The rise of biobanking has brought about a whole range of issues that are not all wholly relevant to the Athlome project. Nevertheless, certain key principles must be noted here that will inform the governance framework for Athlome: (i) the consortia are global in reach but there is no universal agreement on the precise nature of ethically justifiable governance for biobanking; (ii) given the globality of the consortia, no single regional (e.g., European, American) framework ought to be adopted; (iii) a general framework drawing on widely shared principles should be discussed and adopted. Chief among the concerns, but only one among several, is the problem of consent.
Each of the projects that comprise Athlome are existing bio-guardians with a duty to protect the rights of participants who have contributed their samples to the individual projects noted above. The collection, storage, access to and use by researchers of those samples has been approved by relevant regulatory authorities (e.g., IRBs, RECs National Health Services Research Ethics Services) appropriate to the lead institution of the individual projects/consortia. Existing procedures do not currently extend to the sharing of samples beyond the study, since consent models are prospective (i.e., the guide future actions of researchers) and typically entail a form of specificity and the specific consent obtained varies between project partners. No retrospective consent is feasible and this is a widely shared problem for biobank development. Since the form of collaboration Athlome envisages was not laid out before participants gave their consent, it might be concluded that the sharing of data beyond the original research group and its stated purposes invalidates that consent. The problem for Athlome is not an uncommon one for biobank collaborations since it seeks retrospective extension of the consent model.
An ethical solution to this problem and related consent problems for new participants is to consider the use of a technique such as “broad consent”. The nomenclature here is important since this notion is variously described as “broad consent”, “blanket consent”, “future consent”, “hypothetical consent”, “passive/tacit/silent consent”, or “waived consent.” This would entail asking participants to agree to future unspecified uses of their data that are und(er)determined in the consent process and relevant forms. Without sufficient grasp of the uses of the data or with whom it might be shared, this process fails the test of “comprehension” a user must understand sufficiently what they are agreeing to. Another possibility going forward would be “meta-consent” where consent is sought for broad categories of unspecified future research. Others have argued with respect to biobanking that the ethical issues entailed (e.g., privacy, confidentiality, ownership of access to the data) may be sufficiently assuaged by rigorous anonymisation and associated practices of data storage, though this is far from universally agreed upon.

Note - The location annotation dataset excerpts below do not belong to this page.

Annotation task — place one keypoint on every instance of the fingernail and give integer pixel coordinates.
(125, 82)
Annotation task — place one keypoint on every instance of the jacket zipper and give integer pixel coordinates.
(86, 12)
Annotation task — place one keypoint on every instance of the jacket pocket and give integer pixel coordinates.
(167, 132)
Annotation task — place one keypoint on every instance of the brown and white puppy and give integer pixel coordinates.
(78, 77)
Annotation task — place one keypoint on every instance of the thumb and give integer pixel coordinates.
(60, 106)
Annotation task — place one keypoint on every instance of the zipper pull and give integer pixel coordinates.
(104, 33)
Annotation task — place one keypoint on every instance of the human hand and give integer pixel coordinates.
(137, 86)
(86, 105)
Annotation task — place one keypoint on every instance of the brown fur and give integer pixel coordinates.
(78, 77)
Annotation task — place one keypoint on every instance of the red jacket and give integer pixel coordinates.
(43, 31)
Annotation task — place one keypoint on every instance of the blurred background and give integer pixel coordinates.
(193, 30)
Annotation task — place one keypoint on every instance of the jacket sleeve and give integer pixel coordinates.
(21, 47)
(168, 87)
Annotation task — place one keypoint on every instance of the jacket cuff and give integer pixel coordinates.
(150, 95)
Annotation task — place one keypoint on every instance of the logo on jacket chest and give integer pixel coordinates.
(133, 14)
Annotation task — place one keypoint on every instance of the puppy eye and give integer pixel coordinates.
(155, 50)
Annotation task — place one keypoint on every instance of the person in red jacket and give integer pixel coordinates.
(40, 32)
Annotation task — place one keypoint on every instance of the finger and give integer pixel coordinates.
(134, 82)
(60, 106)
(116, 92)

The Athlome project will develop principles and protocols for safeguarding participants rights to access, confidentiality, privacy of data, and assurances that there is no significant mission drift of the kind of which is permitted under some conceptions of broad consent (or its similies). This would, for example, prohibit commercialization of participants’ data. In order to preserve the integrity of this process and the principles, rigorous anonymisation processes will be developed by a partner institution that does not have any direct role in data collection, storage or analysis. This will assure independence and integrity to the process. This is especially important in this case since some of the research participants are public figures, which increases the likelihood that someone might be interested in re-identifying their data and genomic sequences. The independent institution would also have an oversight of each new proposal for the Athlome project going forward in order to ensure compliance with those principles and protocols.
In summary, the intention of the Athlome consortium is to globalise the field of sports genomics and enhance collaboration initiatives with other research groups worldwide. The combined power of these studies will present a unique chance to study the biology of the best elite athletes, irrespective of ethnicity. Evidence continues to grow that physical activity and fitness are inversely associated with the risk of major cardiometabolic diseases, several cancer types and Alzheimer’s disease. Studying the genes of elite athletes, a population enriched for the end-point of the human fitness continuum, offers a unique chance to gain insight into gene function, fitness and metabolism. Identifying genetic markers of exercise capacity, adaptation to exercise programmes, predisposition to injury and disease will provide a platform for the personification of treatment and prevention in 21st century medicine.